Our Brain Rhythms Reflect the “Little Voice in the Head”
Priscila Borges
Imagine for a moment:
...you’re reading a text
...you’re repeating the word “eggs” in your head while searching for eggs in a supermarket
...you’re rehearsing a future phone conversation
...you’re silently saying to yourself “okay” before starting a difficult task
All of these examples refer to some form of “inner speech”, a term used to indicate the inner voice that most people hear in their mind’s ear every once in a while. As it turns out, some people experience inner speech more often than others. Moreover, not all inner speech is the same: some are more like a telegraphic code, while others are more like full grammatical sentences, for example. In a previous study, we found that these individual differences matter for how fast people can identify and compare words and objects.
In our latest study, we looked at the consequences of inner speech traits for the patterns of neural activity during visual word and object recognition. For that, we used electroencephalography (EEG), a neuroimaging method that allows electrical brain activity to be captured with a high temporal precision. The EEG data was recorded while participants performed a picture verification task where they first saw a word and then a picture and were asked to indicate whether the two matched.
We found that rhythmic brain activity in the frequency window around 8-12 Hz ( “alpha”) and 13-20 Hz ( “beta”) varied according to participants’ self-reported inner speech proneness. Specifically, people who reported being more prone to experiencing inner speech had higher alpha and beta activity after seeing the word cues than people who were less inner-speech-prone. These results follow the patterns observed in previous EEG studies where researchers enhanced the influence of language on picture verification performance by presenting spoken words instead of non-verbal sounds as the first stimulus.
In this previous literature, the effects of language were explained based on the label-feedback hypothesis (Lupyan, 2012). According to it, linguistic information can influence the kinds of perceptual features that are highlighted or suppressed when people process sensory stimuli. Specifically, language would make perception more “categorical”; that is, it would make us more attentive to the visual and conceptual features that are more useful for identifying the object category being processed while reducing the weight of features that are more redundant for categorization. For example, when processing the word “cat”, features like “whiskers” would be more strongly activated than features like “four legs”, as only “whiskers” helps differentiate cats from similar animals belonging to different categories, e.g., “dog”. In contrast, a non-verbal cue like the sound of a cat meowing would not have this constraining effect. This is because such cues always depend on the characteristics of the specific category exemplar, such as the size or the breed of the cat, whereas a word like “cat” is the same for all members of the “cat” category.

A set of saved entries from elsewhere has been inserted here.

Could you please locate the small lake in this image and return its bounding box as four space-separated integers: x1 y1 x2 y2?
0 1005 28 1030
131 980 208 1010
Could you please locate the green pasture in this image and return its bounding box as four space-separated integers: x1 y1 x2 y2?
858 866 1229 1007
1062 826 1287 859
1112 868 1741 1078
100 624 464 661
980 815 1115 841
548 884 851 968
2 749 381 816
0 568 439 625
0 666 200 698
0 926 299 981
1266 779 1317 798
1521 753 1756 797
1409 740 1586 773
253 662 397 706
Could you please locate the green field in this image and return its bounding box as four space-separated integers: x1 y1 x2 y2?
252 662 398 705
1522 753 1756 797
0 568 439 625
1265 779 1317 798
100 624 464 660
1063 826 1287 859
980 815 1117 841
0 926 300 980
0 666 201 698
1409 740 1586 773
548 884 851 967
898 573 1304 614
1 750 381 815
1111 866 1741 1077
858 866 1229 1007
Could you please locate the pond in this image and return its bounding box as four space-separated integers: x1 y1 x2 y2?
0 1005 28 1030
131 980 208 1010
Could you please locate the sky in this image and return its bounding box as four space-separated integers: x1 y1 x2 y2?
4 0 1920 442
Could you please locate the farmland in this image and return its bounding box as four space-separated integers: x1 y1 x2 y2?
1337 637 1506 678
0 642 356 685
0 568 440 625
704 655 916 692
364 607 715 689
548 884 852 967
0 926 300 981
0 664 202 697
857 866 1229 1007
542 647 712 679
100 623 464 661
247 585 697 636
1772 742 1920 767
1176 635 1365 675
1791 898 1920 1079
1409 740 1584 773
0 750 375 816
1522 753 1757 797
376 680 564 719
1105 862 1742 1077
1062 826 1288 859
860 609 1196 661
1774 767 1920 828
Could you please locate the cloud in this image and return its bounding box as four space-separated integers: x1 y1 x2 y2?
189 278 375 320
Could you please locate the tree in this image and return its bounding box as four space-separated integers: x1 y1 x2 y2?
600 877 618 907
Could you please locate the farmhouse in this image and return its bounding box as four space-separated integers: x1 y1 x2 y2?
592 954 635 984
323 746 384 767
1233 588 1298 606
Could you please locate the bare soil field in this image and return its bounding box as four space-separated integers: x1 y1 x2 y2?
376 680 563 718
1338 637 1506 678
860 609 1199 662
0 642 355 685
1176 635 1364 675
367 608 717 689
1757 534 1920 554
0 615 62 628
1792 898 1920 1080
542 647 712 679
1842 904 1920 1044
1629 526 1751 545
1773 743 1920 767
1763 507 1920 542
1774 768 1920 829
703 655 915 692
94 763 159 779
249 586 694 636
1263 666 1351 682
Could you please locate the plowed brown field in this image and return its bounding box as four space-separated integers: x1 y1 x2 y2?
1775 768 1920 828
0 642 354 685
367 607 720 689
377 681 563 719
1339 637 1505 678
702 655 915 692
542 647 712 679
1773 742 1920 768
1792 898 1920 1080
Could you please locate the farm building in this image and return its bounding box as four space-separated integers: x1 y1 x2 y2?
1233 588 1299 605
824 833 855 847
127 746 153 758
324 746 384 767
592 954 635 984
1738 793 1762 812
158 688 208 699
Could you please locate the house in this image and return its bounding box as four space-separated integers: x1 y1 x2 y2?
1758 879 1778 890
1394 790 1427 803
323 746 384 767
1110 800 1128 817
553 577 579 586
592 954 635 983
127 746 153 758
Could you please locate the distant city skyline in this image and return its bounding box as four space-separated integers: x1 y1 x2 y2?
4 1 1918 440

Thus, words would trigger more abstract, prototypical representations, which are more helpful in tasks where one needs to rapidly identify or compare different object categories.
Combined with their faster response times in the picture verification, the stronger alpha and beta activity for participants with higher inner speech propensity suggests that the brain might use these rhythms to implement the kind of categorical warping of perception that is triggered by (inner) words, reflecting the selective activation of features that are more helpful for diagnosing the object category being processed.